Funding for the trip currently comes from the IGL, a Tisch College of Citizenship and Public Service grant, and other fundraising endeavors.

According to Nancy Wilson, Director and Associate Dean of Tisch College, "We have a threeyear agreement to provide some support for them along with students from the [medical] school."

The Tufts School of Medicine uses part of the grant for its own trip every February to the same area. The upcoming trips for both programs will mark the second year of their use of this grant.

The program, now in its fourth year, held its informational meeting on Sept. 19. It is looking to enlist 10 participants who are committed to issues involving sustainable development and public health.
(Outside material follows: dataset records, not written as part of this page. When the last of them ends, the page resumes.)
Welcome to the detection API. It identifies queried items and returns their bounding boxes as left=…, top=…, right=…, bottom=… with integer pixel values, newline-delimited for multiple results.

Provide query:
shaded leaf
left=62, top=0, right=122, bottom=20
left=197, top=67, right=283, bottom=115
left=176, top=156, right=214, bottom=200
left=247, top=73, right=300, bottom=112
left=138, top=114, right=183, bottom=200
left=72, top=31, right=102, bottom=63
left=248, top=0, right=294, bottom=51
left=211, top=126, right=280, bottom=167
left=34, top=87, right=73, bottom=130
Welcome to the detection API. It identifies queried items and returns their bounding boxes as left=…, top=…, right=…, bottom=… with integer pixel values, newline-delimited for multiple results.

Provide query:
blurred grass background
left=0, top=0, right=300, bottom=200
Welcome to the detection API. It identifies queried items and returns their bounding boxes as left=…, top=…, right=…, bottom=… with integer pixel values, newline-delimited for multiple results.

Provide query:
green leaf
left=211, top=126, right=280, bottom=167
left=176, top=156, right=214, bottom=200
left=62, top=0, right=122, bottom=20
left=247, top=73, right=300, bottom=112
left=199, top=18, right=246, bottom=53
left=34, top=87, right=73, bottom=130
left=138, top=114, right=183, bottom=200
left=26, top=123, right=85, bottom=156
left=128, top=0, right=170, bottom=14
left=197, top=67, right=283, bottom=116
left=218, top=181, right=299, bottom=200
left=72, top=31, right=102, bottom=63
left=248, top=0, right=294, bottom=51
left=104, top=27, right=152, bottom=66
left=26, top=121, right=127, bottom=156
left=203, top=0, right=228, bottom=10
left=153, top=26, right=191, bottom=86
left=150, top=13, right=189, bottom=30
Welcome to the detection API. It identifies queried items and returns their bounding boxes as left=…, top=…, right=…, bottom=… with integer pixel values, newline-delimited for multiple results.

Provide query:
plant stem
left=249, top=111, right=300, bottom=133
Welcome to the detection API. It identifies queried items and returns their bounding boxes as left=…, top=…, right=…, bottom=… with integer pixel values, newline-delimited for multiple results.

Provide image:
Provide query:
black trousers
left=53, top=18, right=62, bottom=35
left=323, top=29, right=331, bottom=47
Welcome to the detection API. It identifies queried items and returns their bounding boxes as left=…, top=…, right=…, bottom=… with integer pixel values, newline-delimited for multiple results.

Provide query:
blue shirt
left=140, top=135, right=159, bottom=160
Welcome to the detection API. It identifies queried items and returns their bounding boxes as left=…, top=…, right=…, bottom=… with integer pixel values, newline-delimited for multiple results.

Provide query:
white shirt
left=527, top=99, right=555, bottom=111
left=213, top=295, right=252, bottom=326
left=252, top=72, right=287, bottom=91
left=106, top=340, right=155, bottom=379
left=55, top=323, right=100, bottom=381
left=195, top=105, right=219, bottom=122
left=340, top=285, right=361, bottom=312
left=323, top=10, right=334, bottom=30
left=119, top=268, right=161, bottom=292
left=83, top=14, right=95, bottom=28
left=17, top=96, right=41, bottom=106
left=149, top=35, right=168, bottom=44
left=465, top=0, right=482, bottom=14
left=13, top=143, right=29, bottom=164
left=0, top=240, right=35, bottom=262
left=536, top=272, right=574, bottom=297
According to Licht, they hope to receive applications from a variety of age groups.

"We are looking for younger students who, though they may have less experience, could potentially continue leadership of the program in future years, as well as older, more experienced participants," she said.

Changes focus on extending the experience past the end of the trip itself, with the addition of the mandatory Ex-College course.

The course, entitled Sustainable Development and Public Health, will be taught by Licht and fellow senior Katherine Conway-Gaffney, both former TIILES participants. Conway-Gaffney taught the class last year, as well.

The course is required of all BUILD participants, but organizers are currently considering opening the class to students outside of the program.

A few interested students will later return to Nicaragua in the summer to live in the rural community and continue the project.

As a past participant in the TIILES program, Licht believes that the program "could definitely use some improvements, many of which have already been made."

When she joined the program her sophomore year, the project ended with the trip's return in January. She said she is happy "to see those improvements take shape" this year.

Though specifics of the program vary from year to year, Licht said that the major projects she worked on were based on improving local agriculture and building a school.

This year's trip will be primarily focused on local small farm development, she said.

The program works with an American organization called Bridges to Community, which leads similar service trips to Nicaragua.

"Bridges to Community works with a Nicaraguan university, Urracan, as well as the surrounding community," Conway-Gaffney said. "So we work with the University and community as well."